= John Woolford (muse) =

Muse and romantic interest of Benjamin Britten (1920–2016)

John Woolford (30 May 1920 – 9 August 2016) was the muse, confidant, and the first romantic interest of the composer Benjamin Britten.

He was born Karl Hermann Scherchen, nicknamed "Wulff", in Berlin, the son of the German conductor Hermann Scherchen.

Britten and Scherchen first met at the International Society for Contemporary Music Festival in Florence in March 1934, when Scherchen was 13 and there only because of his father's professional commitments. The 20-year-old Britten was there to attend performances of his own music. They became friends, even sharing one raincoat between the two of them in the Siena rain, but did not stay in contact after the festival.

Following her divorce and to escape the rise of Nazism in Germany, Wulff Scherchen's mother Gustel brought him in 1934 to England, where they settled in Cambridge. She became a secretary to Edward Dent, Professor of Music at University of Cambridge, and he attended The Perse School. On discovering Scherchen was in England, Britten invited him to visit his home, an old windmill in Suffolk. A romantic friendship developed, as attested to by the large quantity of extant but unpublished correspondence.

In 1939 Britten went to the US with Peter Pears, ostensibly for work but also to escape the entry of Great Britain into World War II. While Britten was away, Scherchen was offered a place to study engineering at Queen Mary College, London, (which had been evacuated to Cambridge), but in May 1940 he was arrested, interned as an enemy alien and shipped to Monteith POW Camp in Canada.

Their correspondence continued, though hampered by the war's censors and unreliable delivery. His frustration at being interned is clear, and he is embarrassed to ask Britten to send him clothing, books, and money for toothpaste.

To obtain his release, Scherchen voluntarily enlisted with the Auxiliary Military Pioneer Corps in 1942, which required him to change his name. He returned to England and trained with the Royal Engineers as a bomb disposal expert. Britten and Scherchen met only once more, in 1942, but the relationship had not survived the long separation.

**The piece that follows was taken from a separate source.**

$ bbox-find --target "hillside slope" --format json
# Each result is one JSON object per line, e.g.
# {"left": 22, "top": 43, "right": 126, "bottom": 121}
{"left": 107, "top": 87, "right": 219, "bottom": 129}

Scherchen took the last name of a woman from the air force he had met, Pauline Woolford, and became known as John Woolford. They married in 1943. In the 1980s the couple emigrated to Australia where two of their four children had already been living. They were inseparable until Pauline Woolford's death in January 2016.

Scherchen was the dedicatee of the song "Antique" in Britten's song cycle Les Illuminations (1939–40). Britten handed him a gift of a signed copy of the published score at their last meeting in London in 1942. Scherchen was also the inspiration behind Young Apollo, a work for piano and strings which Britten withdrew without explanation after only two performances in 1939.

In 2015 the Australian composer Lyle Chan discovered that Wulff Scherchen was still alive and living in Australia. Chan met Scherchen, then aged 95, and obtained his consent to make a song cycle out of the letters between him and Britten, which chart their entire romantic friendship from their first meeting to the break-up of their relationship under the strain of Scherchen's wartime incarceration as an enemy alien. The Brisbane Festival presented the world premiere of the work, Serenade for Tenor, Saxophone and Orchestra ("My Dear Benjamin") in September 2016, performed by the Queensland Symphony Orchestra.

Scherchen was a central interview subject in John Bridcut's film Britten's Children and the subject of a book-length biography Wulff: Britten's Young Apollo by Tony Scotland.